Solution and Explanation

Concept: Periodic acid (\(\text{HIO}_4\)) is a highly specific oxidizing agent utilized in carbohydrate chemistry to perform vicinal glycol cleavage. It selectively cuts carbon-carbon single bonds if and only if both adjacent carbon atoms carry hydroxyl groups (\(-\text{CHOH}-\text{CHOH}-\)) or a carbonyl adjacent to a hydroxyl group (\(-\text{CHO}-\text{CHOH}-\)).

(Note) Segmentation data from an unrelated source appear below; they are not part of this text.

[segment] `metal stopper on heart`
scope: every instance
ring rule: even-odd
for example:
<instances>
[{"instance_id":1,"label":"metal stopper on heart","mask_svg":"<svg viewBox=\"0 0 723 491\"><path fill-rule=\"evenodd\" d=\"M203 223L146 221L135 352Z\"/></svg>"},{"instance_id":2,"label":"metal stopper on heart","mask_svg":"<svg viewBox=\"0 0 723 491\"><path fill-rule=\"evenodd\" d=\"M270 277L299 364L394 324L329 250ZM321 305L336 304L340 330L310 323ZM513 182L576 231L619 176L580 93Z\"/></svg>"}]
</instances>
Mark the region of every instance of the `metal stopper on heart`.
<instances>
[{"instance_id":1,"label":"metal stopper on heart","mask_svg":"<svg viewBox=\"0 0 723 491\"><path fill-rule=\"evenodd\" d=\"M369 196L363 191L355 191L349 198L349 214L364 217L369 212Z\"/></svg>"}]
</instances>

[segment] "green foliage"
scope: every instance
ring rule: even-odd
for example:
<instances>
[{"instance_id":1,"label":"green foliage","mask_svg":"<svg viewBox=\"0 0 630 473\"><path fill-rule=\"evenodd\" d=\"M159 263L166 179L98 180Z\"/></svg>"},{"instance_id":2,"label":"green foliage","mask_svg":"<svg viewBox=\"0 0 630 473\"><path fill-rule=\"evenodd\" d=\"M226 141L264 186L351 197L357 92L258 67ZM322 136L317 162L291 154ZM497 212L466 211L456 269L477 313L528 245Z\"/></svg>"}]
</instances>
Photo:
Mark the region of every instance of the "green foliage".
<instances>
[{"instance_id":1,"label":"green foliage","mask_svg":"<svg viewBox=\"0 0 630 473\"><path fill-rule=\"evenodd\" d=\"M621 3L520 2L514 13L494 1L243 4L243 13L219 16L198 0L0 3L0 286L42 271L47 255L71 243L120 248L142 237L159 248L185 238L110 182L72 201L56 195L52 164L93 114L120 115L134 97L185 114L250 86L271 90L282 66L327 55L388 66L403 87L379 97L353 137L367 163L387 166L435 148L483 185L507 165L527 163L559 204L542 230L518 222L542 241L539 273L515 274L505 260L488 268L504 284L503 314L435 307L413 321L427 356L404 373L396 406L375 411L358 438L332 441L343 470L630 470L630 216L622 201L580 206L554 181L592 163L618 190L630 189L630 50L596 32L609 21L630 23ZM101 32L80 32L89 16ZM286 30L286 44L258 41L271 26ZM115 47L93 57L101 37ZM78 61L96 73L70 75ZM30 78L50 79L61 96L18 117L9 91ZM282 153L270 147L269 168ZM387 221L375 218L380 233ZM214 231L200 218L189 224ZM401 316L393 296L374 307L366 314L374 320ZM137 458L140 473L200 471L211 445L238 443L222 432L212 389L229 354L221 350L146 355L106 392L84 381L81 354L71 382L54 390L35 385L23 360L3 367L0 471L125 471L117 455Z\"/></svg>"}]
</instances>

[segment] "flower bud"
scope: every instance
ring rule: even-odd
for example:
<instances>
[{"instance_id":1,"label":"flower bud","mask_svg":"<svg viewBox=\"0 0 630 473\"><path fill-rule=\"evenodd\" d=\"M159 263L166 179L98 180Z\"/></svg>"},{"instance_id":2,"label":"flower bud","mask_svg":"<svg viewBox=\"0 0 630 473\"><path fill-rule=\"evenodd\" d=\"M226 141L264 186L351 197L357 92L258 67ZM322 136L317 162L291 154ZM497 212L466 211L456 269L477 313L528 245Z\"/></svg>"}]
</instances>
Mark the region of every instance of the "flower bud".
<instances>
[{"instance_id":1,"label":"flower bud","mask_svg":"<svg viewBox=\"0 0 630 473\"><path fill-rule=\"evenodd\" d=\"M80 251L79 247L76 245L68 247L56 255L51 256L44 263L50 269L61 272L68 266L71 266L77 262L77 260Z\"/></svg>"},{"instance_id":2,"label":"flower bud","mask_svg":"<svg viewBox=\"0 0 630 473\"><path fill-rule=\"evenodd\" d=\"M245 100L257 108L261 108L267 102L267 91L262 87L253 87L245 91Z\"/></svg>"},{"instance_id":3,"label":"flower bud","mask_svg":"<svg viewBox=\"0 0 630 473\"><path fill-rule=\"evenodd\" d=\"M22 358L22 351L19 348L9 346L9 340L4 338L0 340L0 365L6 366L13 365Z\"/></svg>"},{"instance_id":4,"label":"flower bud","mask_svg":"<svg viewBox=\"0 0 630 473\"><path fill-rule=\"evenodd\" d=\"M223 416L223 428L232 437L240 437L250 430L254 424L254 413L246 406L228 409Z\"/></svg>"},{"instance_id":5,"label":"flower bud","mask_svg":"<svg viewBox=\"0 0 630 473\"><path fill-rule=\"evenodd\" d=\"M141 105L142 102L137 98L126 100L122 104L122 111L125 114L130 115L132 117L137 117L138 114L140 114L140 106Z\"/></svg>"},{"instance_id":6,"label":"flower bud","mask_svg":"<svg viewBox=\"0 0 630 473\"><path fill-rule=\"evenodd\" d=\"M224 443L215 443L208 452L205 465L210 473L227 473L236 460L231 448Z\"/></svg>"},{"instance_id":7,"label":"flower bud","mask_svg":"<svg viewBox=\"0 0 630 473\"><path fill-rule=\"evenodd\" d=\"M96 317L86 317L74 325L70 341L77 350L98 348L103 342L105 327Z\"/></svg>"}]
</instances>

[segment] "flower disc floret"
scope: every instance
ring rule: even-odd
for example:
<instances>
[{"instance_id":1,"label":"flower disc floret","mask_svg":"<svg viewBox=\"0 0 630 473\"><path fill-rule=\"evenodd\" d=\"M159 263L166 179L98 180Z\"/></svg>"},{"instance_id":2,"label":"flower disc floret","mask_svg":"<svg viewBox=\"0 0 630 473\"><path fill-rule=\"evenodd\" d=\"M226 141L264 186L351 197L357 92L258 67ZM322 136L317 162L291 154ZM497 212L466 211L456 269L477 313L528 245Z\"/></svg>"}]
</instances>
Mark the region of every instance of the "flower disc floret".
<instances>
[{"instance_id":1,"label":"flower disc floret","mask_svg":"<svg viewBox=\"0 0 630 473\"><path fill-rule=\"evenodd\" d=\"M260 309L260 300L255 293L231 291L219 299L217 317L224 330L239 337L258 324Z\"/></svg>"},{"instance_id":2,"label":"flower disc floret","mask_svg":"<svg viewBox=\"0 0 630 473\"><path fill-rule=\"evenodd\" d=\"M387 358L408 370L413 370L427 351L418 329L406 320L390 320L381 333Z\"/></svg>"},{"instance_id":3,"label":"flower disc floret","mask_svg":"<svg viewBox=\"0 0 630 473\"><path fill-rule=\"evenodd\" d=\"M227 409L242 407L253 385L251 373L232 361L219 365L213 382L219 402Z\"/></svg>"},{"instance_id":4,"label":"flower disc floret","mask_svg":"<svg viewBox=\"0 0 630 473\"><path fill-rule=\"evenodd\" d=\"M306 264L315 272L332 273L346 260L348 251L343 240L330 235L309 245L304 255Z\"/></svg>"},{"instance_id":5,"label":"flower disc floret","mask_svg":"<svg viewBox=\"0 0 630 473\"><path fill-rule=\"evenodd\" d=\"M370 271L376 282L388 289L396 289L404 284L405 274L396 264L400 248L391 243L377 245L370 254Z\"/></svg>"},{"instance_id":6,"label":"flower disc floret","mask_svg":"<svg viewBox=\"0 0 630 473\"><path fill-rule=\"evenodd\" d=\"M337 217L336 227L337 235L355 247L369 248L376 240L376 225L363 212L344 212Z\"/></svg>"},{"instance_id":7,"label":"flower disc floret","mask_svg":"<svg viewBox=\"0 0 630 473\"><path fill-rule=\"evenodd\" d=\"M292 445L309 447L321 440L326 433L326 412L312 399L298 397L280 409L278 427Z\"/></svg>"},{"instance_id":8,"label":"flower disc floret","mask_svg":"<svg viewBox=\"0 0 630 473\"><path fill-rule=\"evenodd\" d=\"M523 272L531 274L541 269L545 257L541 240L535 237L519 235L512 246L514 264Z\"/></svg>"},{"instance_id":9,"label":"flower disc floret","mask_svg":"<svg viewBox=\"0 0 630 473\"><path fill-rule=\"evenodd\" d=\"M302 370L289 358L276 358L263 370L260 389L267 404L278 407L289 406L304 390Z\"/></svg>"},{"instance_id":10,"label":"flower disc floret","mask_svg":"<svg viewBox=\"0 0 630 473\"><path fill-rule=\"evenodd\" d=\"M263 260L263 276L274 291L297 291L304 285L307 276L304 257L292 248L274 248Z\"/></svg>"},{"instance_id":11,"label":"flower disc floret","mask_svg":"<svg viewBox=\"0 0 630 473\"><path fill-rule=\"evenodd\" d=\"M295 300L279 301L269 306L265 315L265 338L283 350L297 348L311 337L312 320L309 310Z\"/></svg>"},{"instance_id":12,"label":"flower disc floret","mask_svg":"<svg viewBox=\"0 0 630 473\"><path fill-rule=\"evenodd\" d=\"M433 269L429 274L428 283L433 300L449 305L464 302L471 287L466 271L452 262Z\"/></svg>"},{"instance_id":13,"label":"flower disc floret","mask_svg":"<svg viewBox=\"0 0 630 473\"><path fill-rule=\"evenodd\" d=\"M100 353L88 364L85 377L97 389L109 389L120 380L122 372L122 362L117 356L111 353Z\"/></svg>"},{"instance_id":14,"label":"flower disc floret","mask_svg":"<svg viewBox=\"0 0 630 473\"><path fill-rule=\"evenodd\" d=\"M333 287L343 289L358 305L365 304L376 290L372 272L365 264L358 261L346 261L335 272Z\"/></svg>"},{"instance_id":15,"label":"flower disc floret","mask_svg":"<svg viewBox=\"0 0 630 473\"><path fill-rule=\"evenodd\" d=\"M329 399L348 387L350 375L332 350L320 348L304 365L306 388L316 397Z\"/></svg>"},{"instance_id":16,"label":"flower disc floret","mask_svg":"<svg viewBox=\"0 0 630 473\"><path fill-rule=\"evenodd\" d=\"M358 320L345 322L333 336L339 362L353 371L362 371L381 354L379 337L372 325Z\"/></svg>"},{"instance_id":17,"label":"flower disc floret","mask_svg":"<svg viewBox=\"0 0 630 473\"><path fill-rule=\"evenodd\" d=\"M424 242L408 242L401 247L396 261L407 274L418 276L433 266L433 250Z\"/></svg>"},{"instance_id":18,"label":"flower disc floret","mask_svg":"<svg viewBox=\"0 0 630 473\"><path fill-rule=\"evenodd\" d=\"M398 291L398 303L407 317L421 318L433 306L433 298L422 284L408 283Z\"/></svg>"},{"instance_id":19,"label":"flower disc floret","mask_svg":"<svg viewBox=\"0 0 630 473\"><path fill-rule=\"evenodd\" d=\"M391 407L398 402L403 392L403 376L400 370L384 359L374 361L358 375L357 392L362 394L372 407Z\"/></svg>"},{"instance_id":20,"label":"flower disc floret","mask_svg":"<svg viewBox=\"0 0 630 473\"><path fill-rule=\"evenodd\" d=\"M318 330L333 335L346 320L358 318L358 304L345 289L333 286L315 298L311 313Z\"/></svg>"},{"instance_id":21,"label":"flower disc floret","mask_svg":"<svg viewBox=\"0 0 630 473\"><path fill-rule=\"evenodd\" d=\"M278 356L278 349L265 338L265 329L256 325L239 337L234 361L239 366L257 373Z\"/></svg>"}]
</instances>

The structural fragments oxidize according to these strict stoichiometric diagnostic rules: -CH_2OH (Terminal primary alcohol) &\xrightarrow{HIO_4} HCHO (Formaldehyde)
-CHOH- (Secondary internal alcohol) &\xrightarrow{HIO_4} HCOOH (Formic Acid)
-CHO (Terminal aldehyde carbonyl) &\xrightarrow{HIO_4} HCOOH (Formic Acid)

Step 1:
Interpreting the fragment ratios back into functional groups.
The experimental cleavage generated:
• 1 molecule of \(\text{HCHO}\): This establishes that the molecule contains exactly one terminal primary alcohol group (\(-\text{CH}_2\text{OH}\)) at one end of the chain.
• 5 molecules of \(\text{HCOOH}\): For an aldohexose (like Glucose), the top terminal aldehyde (\(-\text{CHO}\)) yields 1 \(\text{HCOOH}\), and the remaining 4 secondary alcohol links (\(-\text{CHOH}-\)) yield 4 \(\text{HCOOH}\), summing up precisely to 5 molecules.

Step 2:
Deducing the structural assembly.
Because all 5 carbon-carbon bonds were broken to release independent single-carbon molecules, every single carbon atom in the hexose sugar must have been directly bonded to its neighbor in a continuous, unbranched open chain containing contiguous vicinal glycol functional groups. This confirms the classic open-chain structure of D-glucose.